What causes Nosebleeds (Epistaxis)?
A nosebleed is a fairly common condition though it can be scary when it happens. The nose has plenty of blood vessels within it. Many of these are close to the surface, and sometimes when the blood vessel breaks, it can result in a lot of bleeding. Most nosebleeds are thankfully not due to nose tumor or cancer.
There can be many different reasons for what causes nosebleeds, but the factor responsible most nosebleed causes is identified as dry air. Breathing of dry air leads to the drying out of your nasal membranes. This in turn leads to the formation of crusting, which can lead to itching or discomfort. Often, it is this discomfort that leads people to scratch or pick at it, during which, might unintentionally damage the blood vessels in the area and makes it a frequent cause of nosebleeds. Air humidifiers can help to reduce nosebleeds if you live in an area where air is dry, or use air conditioning in your living environment.
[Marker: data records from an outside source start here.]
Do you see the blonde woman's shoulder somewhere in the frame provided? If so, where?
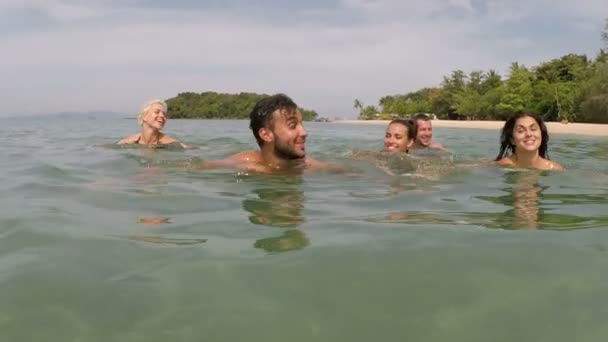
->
[117,133,141,145]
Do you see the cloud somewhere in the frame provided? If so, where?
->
[0,0,603,116]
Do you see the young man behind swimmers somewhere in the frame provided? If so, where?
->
[200,94,341,173]
[412,114,447,151]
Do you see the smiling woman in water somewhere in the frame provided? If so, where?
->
[118,99,187,148]
[495,112,564,170]
[384,119,416,153]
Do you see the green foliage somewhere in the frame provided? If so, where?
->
[359,19,608,123]
[167,92,318,120]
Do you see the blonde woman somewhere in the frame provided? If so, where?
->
[118,99,187,148]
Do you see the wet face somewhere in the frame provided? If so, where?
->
[384,123,414,152]
[271,109,308,159]
[142,103,167,130]
[511,116,542,153]
[416,120,433,147]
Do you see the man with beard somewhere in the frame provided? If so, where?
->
[412,113,447,151]
[200,94,339,173]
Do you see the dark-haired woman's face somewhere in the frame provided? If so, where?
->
[512,116,542,153]
[384,123,414,152]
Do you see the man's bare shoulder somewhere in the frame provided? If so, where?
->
[306,157,348,173]
[117,133,141,145]
[547,160,566,171]
[196,151,261,169]
[429,141,447,151]
[158,134,177,145]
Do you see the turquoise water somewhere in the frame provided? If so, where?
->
[0,115,608,342]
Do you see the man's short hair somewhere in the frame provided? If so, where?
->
[249,94,298,147]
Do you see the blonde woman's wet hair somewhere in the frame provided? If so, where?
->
[137,99,167,126]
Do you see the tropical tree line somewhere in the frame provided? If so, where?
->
[167,91,318,120]
[354,19,608,123]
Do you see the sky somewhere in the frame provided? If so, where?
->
[0,0,608,118]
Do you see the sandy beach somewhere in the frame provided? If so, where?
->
[334,120,608,137]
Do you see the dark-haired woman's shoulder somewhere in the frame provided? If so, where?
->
[496,157,515,167]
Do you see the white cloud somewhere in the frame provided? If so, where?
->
[0,0,602,116]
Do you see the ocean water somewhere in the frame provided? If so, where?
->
[0,114,608,342]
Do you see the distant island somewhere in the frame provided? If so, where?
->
[167,91,319,121]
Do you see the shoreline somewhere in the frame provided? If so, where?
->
[332,120,608,137]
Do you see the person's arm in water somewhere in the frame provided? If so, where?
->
[117,133,141,145]
[429,141,448,152]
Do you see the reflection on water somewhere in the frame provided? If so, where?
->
[243,176,310,252]
[253,229,310,252]
[478,171,608,230]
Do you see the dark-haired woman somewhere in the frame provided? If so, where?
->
[495,112,564,170]
[384,119,416,153]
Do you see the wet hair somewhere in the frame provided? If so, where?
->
[412,113,431,123]
[249,94,298,147]
[137,99,167,126]
[495,112,549,161]
[387,119,416,140]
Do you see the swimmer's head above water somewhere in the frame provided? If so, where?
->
[384,119,416,153]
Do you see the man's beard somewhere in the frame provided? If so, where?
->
[274,141,304,160]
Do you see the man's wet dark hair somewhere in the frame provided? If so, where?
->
[249,94,298,147]
[495,112,549,160]
[388,119,416,140]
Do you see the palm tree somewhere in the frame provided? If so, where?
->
[355,99,363,111]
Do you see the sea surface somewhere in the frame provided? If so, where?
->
[0,113,608,342]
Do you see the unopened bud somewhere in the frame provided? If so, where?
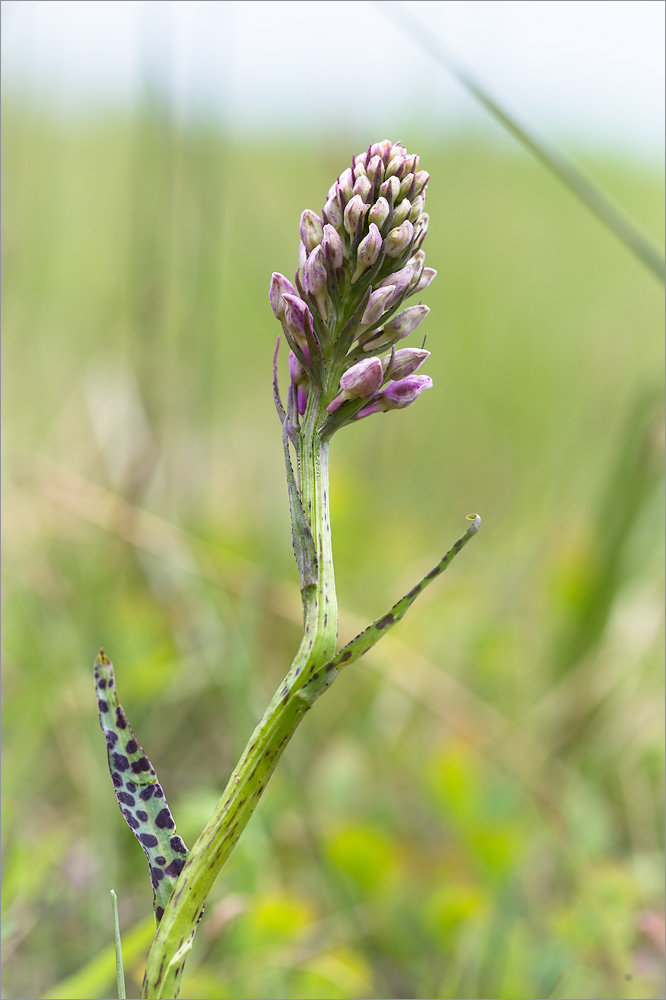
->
[301,208,324,254]
[409,194,425,222]
[408,250,425,295]
[414,170,430,196]
[379,263,414,305]
[380,375,432,410]
[368,198,391,229]
[303,246,328,295]
[392,198,412,229]
[321,223,344,271]
[322,194,342,229]
[268,271,296,322]
[340,358,384,396]
[400,174,414,198]
[370,139,393,161]
[284,295,312,341]
[337,167,352,202]
[361,285,395,329]
[326,358,384,413]
[384,305,430,342]
[352,222,382,282]
[411,267,437,295]
[386,219,414,257]
[344,194,370,238]
[386,154,405,179]
[412,212,430,250]
[382,347,430,382]
[367,156,384,184]
[353,174,372,202]
[379,176,400,205]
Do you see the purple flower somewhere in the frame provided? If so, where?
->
[326,358,384,413]
[268,271,296,322]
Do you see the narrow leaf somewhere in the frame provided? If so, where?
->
[95,649,188,924]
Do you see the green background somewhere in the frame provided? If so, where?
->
[2,102,664,1000]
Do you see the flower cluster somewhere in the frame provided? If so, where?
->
[270,140,436,433]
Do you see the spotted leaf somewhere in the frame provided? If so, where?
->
[95,649,188,924]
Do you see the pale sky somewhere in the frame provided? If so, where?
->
[2,0,666,161]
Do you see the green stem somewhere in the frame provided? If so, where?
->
[142,404,338,998]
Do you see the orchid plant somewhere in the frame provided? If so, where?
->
[95,140,481,997]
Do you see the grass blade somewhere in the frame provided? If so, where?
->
[376,2,665,282]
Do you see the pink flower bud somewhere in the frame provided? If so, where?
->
[336,194,370,237]
[414,170,430,196]
[380,375,432,410]
[370,139,393,160]
[382,347,430,382]
[284,295,312,341]
[407,250,425,295]
[368,198,391,229]
[386,219,414,257]
[322,194,342,229]
[337,167,352,202]
[400,174,414,198]
[361,285,395,327]
[385,153,405,183]
[321,223,344,271]
[358,222,382,270]
[303,246,328,295]
[301,208,324,254]
[268,271,296,322]
[414,212,430,250]
[411,267,437,295]
[409,194,425,222]
[340,358,384,396]
[384,305,430,341]
[379,258,414,306]
[353,176,372,202]
[379,176,400,205]
[326,358,384,413]
[366,156,384,184]
[393,198,412,229]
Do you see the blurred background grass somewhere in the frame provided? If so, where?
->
[2,3,664,998]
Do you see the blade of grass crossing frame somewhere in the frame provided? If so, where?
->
[111,889,127,1000]
[375,0,665,282]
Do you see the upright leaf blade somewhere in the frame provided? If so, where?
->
[95,649,188,924]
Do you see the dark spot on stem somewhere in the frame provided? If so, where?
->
[164,858,185,878]
[155,807,176,830]
[123,809,141,830]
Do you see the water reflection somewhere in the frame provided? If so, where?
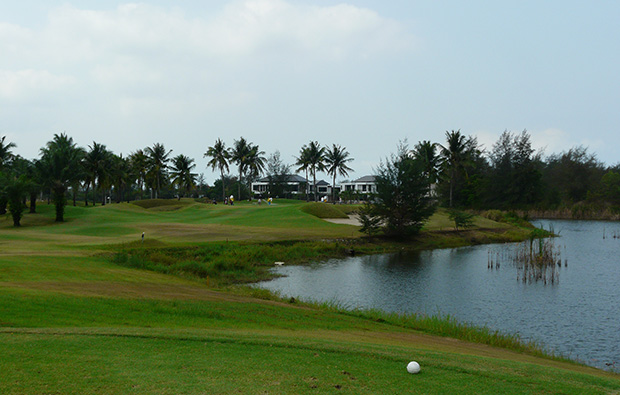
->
[259,221,620,368]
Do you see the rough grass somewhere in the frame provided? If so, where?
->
[0,201,620,394]
[300,202,348,218]
[131,199,193,209]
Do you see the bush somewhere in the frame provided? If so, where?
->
[300,202,349,218]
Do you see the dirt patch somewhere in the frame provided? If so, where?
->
[324,215,362,226]
[0,281,256,302]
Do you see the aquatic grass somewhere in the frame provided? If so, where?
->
[487,228,568,285]
[112,241,358,286]
[274,293,564,363]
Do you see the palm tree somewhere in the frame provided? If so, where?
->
[0,136,16,170]
[110,154,133,203]
[308,141,325,202]
[295,145,311,201]
[204,138,230,200]
[170,154,197,200]
[230,137,251,200]
[245,144,267,188]
[325,144,353,203]
[83,141,112,206]
[441,130,471,207]
[413,140,440,193]
[129,149,149,199]
[37,133,84,222]
[146,143,172,199]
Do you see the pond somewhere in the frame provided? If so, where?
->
[258,221,620,369]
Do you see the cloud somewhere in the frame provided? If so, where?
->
[0,0,411,110]
[0,69,74,101]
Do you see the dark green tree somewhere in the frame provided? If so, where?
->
[308,141,325,202]
[82,141,112,206]
[0,136,16,171]
[37,133,84,222]
[325,144,353,203]
[170,154,197,200]
[145,143,172,199]
[5,175,28,227]
[129,149,149,199]
[295,145,312,202]
[413,141,441,186]
[204,138,230,200]
[267,150,291,197]
[441,130,483,207]
[487,130,542,209]
[374,145,435,237]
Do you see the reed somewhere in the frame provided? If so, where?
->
[487,228,568,285]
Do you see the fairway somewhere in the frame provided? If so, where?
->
[0,200,620,394]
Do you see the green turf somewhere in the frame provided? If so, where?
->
[0,200,620,394]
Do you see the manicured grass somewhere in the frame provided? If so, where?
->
[0,200,620,394]
[301,202,349,218]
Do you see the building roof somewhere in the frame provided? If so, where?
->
[257,174,308,184]
[352,176,375,184]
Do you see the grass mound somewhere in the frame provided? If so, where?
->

Among the most common causes of nosebleeds include excessively hard/frequent nose blowing or sneezing may damage the fragile blood vessels in the nose as well. If you find yourself getting frequent nosebleeds after sneezing, it is suggested for you to keep your mouth open when you sneeze. This reduces the air pressure that passes through the nasal passages and lessens the chance of a nosebleed.
High blood pressure (or hypertension) may also make the tiny and fragile blood vessels additionally so, and may cause bleeding with little or no contact. Other conditions such as blood clotting or bleeding disorders may also play a factor in the frequency or ease of nosebleeds happening in a person.
Other common causes of nosebleeds include medication for allergies, sinus problems or flu/cold like drugs containing antihistamines or decongestants can also cause dry nasal membranes and lead to nosebleeds. Aspirin taken in large doses, medication for management of high blood pressure or blood thinners may also contribute as a risk factor for a nosebleed happening.
Do know that most nosebleeds do not require you to seek medical advice or attention. You should seek medical attention when your nosebleed:
- Lasts longer than 20 minutes
- Happens as a result of trauma or injury, such as falling, getting hit in the face/nose, car accident.
These may be signs that the nosebleed is a more serious type of nosebleeds, known as posterior nosebleeds, which can be dangerous.
When nose bleeding happens, it is important to apply first aid immediately. Below is a section on how to stop nose bleed:
You should pinch the lowest part of the nose at the softest part and apply firm pressure for 10 minutes. Do this while sitting up, do not lie down when you are trying to stop a nosebleed. Lying down may cause you to unintentionally swallow the blood, which may bring irritation to your stomach.
During this time you should tilt your head forward and you can apply ice pack to your forehead/nose bridge or suck on some ice. Most nose bleeding will stop with these simple measures.
Release the pinch on your nose after 10 minutes and check if the nosebleed has been stopped. If it has not, you may repeat the above steps.
You should seek medical advice from a doctor if you are unable to stop the nosebleed yourself.
Nosebleeds in kids are common. Most are frequently due to nose rubbing or digging. This can be unnoticed by the parents as it can occur when the child is sleeping and is unaware of the injury to the nose. Allergic rhinitis is frequently associated with nose bleeding in kids and this must be managed well to treat the nosebleed.
During pregnancy, the blood flow to the nose actually increases. The lining within the nose also becomes thinner and allergic rhinitis can worsen, leading to an increased risk of nosebleeds.
You should consult a doctor or ENT specialist. You will need a thorough nasoendoscopy to assess your nose and sinuses and exclude conditions like tumors. A nasoendoscopy is a relatively painless procedure performed under local anesthesia and takes a few minutes in the ENT doctor’s clinic. You can return back to work and normal activities after a nasoendoscopy.
The doctor or ENT specialist will see where the cause of the nosebleeds are. Frequently the bleeding occurs from a ruptured vessel from the Little’s area on the nasal septum. If that’s the source, silver nitrate cautery (apply a chemical paste on the area) can help reduce bleeding. It is also important to treat concomitant allergic rhinitis if there is any to reduce any nasal rubbing or trauma to the nose. The commonest cause of nose bleeding is actually nasal rubbing or trauma.